Movie Review by EDF
Starring: Cuba Gooding, Jr, Beyonce Knowles, Mike Epps, Faith Evans, Steve Harvey
Director: Jonathan Lynn
Movies featuring musical numbers have always been a hit or miss affair. There are cases when the movie becomes a hit like MOULIN ROUGE or the cult that is THE BLUES BROTHERS. THE FIGHTING TEMPTATIONS falls somewhere in between hit and miss even though it features an impressive musical cast.
Cuba Gooding Jr is the slick talking New York City advertising executive Darrin Hill, looking to work his way up the corporate ladder. Hill is fired when he is found out to have lied on his resume. With debt collectors closing in on him, Hill retreats to Montecarlo, his hometown, to attend the funeral and will reading of his late Aunt Sally. Hill is due to collect $150,000 inheritance but only if he takes charge of the local choir and lead them to victory at the annual Gospel Explosion competition.

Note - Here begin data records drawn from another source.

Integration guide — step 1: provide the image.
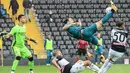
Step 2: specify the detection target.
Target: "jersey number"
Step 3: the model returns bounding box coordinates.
[114,32,126,42]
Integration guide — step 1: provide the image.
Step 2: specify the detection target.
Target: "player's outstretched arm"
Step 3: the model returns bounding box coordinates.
[4,33,13,39]
[26,35,38,44]
[52,58,61,73]
[63,23,76,30]
[96,1,118,29]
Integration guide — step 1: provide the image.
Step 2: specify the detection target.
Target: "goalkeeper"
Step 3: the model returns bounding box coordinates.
[63,1,118,45]
[4,14,37,73]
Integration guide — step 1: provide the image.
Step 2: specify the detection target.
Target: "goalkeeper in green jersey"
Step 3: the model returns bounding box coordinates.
[5,14,37,73]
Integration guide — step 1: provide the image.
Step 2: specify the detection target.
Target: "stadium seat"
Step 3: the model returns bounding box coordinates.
[31,0,130,54]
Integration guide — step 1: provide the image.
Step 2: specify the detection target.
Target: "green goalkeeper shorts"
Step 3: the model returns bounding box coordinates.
[13,46,32,58]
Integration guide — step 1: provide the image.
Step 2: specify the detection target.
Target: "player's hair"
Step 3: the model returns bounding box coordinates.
[52,49,60,56]
[64,17,70,24]
[116,21,124,27]
[18,14,24,21]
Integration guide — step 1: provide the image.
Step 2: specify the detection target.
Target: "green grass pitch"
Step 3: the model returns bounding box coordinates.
[0,64,130,73]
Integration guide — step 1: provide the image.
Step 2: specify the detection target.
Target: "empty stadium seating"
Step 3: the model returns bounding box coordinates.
[33,0,130,56]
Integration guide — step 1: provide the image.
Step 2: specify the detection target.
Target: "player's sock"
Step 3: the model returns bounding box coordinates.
[75,57,79,62]
[101,12,113,24]
[28,57,34,72]
[89,63,100,71]
[103,62,113,73]
[12,60,19,71]
[11,71,14,73]
[28,61,34,71]
[95,54,98,63]
[99,59,109,73]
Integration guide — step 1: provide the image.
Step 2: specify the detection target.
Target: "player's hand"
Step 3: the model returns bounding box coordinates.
[30,38,38,44]
[57,69,62,73]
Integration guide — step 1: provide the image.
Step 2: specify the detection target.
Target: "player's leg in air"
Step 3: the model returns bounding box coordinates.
[95,46,105,64]
[11,46,21,73]
[70,60,99,73]
[63,1,118,45]
[81,1,118,45]
[22,46,34,73]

With only a handful of members in a choir that used to number about forty or fifty, Hill’s job is not going to be an easy one. He starts tracking down singers who used to be in the choir, homing in especially on Lilly (Beyonce Knowles) who performs at a local jazz club. Lilly reluctantly agrees to audition, even though she was originally fired from the choir and she is also suspicious of Hill’s motives. With constant updates from a work colleague back in New York about the debt collectors and Hill’s need to tell people what they want to hear so that they will join the choir, Hill knows that his time is running out. Can he lead the choir to victory or will he sulk back to New York with his tail between his legs?
The first thing you will notice when the movie starts is that this is from the MTV stables. This is not necessarily a bad thing. The successful Jimmy Jam and Terry Lewis are two of the Executive Music Producers; so straight away you know the music will be good. The musical numbers and film editing elicit a lot of energy to the movie. Unfortunately, the drama in between the musical numbers comes across a bit flat. Not too sure whether it wants to be a comedy or a drama, this movie makes each non-musical scene seem like filler until the next music segment comes along. Cuba Gooding Jr is not at fault here either as he does his best with a script that is all too predictable. It is a shame that the same energy from the musical segments could not have been spread out more evenly throughout the movie.